At Last: BBC Told To Ensure Balance On Climate Change
by Neil Midgley
Climate change sceptics are likely to be given greater prominence in BBC documentaries and news bulletins following new editorial guidelines that call for impartiality in the corporation’s science coverage.
The BBC has been repeatedly accused of bias in its reporting of climate change issues.
Last year one of its reporters, Paul Hudson, was criticised for not reporting on some of the highly controversial “Climategate” leaked emails from the University of East Anglia, even though he had been in possession of them for some time.
Climate change sceptics have also accused the BBC of not properly reporting “Glaciergate”, when a study from the UN’s Intergovernmental Panel on Climate Change (IPCC) saying that glaciers would melt by 2035 was discredited.
But the BBC’s new editorial guidelines, published yesterday after an extensive consultation that considered over 1,600 submissions by members of the public, say expressly for the first time that scientific issues fall within the corporation’s obligation to be impartial.
“The BBC must be inclusive, consider the broad perspective, and ensure that the existence of a range of views is appropriately reflected,” said BBC trustee Alison Hastings.
“In addition the new guideline extends the definition of ‘controversial’ subjects beyond those of public policy and political or industrial controversy to include controversy within religion, science, finance, culture, ethics and other matters.”
However James Delingpole, a prominent climate change sceptic, yesterday said that he predicted little movement in the BBC’s environmental stories.
“It’s highly unlikely that they’ll be more balanced in their coverage,” he said.
“It’s a whole cultural thing at the BBC – that people who don’t believe are just ‘flat earthers’. Whenever they invite dissenters like me on to debates, they surround us with ‘warmists’. On Any Questions, for example, Jonathan Dimbleby does his best to be impartial, but this is a man with a wind turbine in his garden.”
In 2007, a BBC Trust report called Safeguarding Impartiality in the 21st Century said: “Climate change is another subject where dissenters can be unpopular … The BBC has held a high-level seminar with some of the best scientific experts, and has come to the view that the weight of evidence no longer justifies equal space being given to the opponents of the consensus.

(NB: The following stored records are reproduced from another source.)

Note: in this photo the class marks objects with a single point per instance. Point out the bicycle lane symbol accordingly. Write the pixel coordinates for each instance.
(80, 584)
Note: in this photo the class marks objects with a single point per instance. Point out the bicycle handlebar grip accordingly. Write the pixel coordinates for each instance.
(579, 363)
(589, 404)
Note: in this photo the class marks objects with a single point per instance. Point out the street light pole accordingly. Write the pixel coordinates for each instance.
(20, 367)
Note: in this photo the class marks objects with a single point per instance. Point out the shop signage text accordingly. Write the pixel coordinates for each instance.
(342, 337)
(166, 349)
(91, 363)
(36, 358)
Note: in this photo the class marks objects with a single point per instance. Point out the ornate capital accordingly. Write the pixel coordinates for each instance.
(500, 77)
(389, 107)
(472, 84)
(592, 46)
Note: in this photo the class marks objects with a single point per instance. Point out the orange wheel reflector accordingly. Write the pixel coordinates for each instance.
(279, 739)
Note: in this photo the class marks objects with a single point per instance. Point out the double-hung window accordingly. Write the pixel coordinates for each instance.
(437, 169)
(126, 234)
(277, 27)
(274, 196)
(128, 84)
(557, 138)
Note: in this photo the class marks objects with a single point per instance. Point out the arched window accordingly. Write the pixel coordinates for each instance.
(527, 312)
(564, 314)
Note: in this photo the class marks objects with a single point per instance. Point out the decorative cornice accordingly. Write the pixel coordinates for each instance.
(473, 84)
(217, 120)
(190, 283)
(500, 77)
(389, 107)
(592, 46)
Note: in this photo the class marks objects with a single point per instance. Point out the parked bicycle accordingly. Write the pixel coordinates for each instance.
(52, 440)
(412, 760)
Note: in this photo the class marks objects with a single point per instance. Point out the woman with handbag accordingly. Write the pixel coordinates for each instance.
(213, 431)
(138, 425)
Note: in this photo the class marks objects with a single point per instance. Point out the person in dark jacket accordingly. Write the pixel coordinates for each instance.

But these dissenters (or even sceptics) will still be heard, as they should, because it is not the BBC’s role to close down this debate.”
The BBC Trust is also currently conducting a separate review into impartiality in the corporation’s science coverage, led by Professor Steve Jones from University College London, which will report in the spring of next year.
Professor Jones has been asked to consider whether the BBC’s output “gives appropriate weight to scientific conclusions including different theories and due weight to the views expressed by those sceptical about the science and how it was conducted or evaluated.”